Blame Conservatives for EU Jobs Impasse

The European People’s Party arrogantly assumed others would fall in line behind its candidate.

French president Emmanuel Macron, Spanish prime minister Pedro Sánchez, European Council president Donald Tusk and German chancellor Angela Merkel speak on the sidelines of a European Council summit in Brussels, June 20
French president Emmanuel Macron, Spanish prime minister Pedro Sánchez, European Council president Donald Tusk and German chancellor Angela Merkel speak on the sidelines of a European Council summit in Brussels, June 20 (Elysée/Soazig de la Moissonniere)

European leaders broke up an all-night summit on Monday without a deal to fill the EU’s top positions, including the presidencies of the European Commission and their own European Council.

Blame the conservative European People’s Party (EPP) for the deadlock.

EPP rebellion

Angela Merkel, the most powerful leader in the EPP, is reportedly ready to drop her party’s candidate for the commission presidency, fellow German Manfred Weber, in favor of the socialists’ Frans Timmermans. The EPP would then split the remaining four jobs (the presidencies of the European Central Bank, European Council and European Parliament as well as the high representative for foreign affairs) with the liberals.

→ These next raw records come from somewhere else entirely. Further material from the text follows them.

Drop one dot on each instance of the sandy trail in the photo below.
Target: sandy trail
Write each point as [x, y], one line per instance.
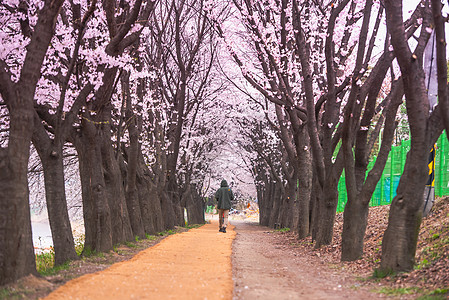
[192, 265]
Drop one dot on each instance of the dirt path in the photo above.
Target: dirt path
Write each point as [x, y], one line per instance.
[197, 265]
[191, 265]
[264, 269]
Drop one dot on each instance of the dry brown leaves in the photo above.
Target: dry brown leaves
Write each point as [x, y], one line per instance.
[432, 256]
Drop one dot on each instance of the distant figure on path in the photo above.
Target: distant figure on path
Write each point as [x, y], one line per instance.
[224, 197]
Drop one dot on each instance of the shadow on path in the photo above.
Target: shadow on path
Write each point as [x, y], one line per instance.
[192, 265]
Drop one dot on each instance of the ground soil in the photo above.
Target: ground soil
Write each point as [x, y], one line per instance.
[191, 265]
[266, 264]
[266, 268]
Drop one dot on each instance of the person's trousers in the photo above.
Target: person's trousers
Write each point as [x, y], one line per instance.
[223, 217]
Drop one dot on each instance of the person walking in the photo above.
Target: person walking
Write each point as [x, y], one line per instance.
[224, 196]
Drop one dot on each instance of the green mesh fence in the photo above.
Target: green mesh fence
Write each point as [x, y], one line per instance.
[386, 187]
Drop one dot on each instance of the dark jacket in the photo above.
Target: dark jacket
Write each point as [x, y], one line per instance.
[224, 196]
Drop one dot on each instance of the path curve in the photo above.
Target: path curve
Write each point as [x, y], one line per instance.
[191, 265]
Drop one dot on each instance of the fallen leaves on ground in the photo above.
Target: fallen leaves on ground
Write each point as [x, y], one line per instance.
[432, 256]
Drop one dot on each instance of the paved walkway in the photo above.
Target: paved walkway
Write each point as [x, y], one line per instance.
[192, 265]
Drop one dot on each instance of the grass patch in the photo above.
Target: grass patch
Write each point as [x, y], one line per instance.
[436, 295]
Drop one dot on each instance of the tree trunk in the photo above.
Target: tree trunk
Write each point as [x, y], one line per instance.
[51, 156]
[355, 220]
[195, 207]
[304, 193]
[327, 208]
[114, 189]
[401, 236]
[16, 243]
[150, 202]
[96, 213]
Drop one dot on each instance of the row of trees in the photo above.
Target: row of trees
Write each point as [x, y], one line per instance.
[125, 89]
[129, 90]
[330, 78]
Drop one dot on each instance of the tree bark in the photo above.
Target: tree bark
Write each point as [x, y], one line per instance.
[16, 245]
[96, 212]
[53, 165]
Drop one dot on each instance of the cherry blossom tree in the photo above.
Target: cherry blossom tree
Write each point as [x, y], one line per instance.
[31, 26]
[400, 238]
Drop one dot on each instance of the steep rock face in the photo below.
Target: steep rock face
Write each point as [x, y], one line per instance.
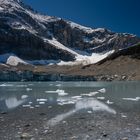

Before the European elections in May, the conservatives and socialists both nominated a lead candidate, or Spitzenkandidat, for the commission. The liberals, who perennially place third, refused to name a single candidate but have since thrown their support behind Denmark’s Margrethe Vestager. All three parties are needed for a majority in the European Parliament.

However, other EPP leaders have rebelled against Merkel’s plan, which was hatched on the sidelines of the G20 summit in Japan with France’s Emmanuel Macron, the Netherlands’ Mark Rutte and Spain’s Pedro Sánchez. Central and Eastern European leaders in particular are unhappy with Timmermans, who, as the outgoing commission’s vice president, has led investigations into rule-of-law abuses in Hungary and Poland.

But none of the other EPP names circulated by European Council president Donald Tusk — France’s Michel Barnier, Bulgaria’s Kristalina Georgieva, Ireland’s Leo Varadkar — could muster support from other parties.

Leaders will try again on Tuesday before the European Parliament meets to elect its president on Wednesday.

Original sin

The EPP’s original sin was nominating the controversial Weber in the first place when the whole Spitzenkandidaten system is by no means uncontroversial.

A parliamentary insider without executive experience, Weber has never failed to shield Hungary’s Viktor Orbán from criticism. This has made him popular in Eastern Europe but toxic to liberals in the West.

The EPP had an alternative. The Economist‘s Jeremy Cliffe points out that Alexander Stubb, the former Finnish prime minister who ran against Weber in the EPP primary, could have commanded broad appeal. More center-right than conservative, Stubb did take Orbán to task and argued for reform of agricultural subsidies, long the third rail of EU politics.

The EPP preferred the seemingly safer candidate, arrogantly assuming that other parties would fall in line. It doesn’t look like they will.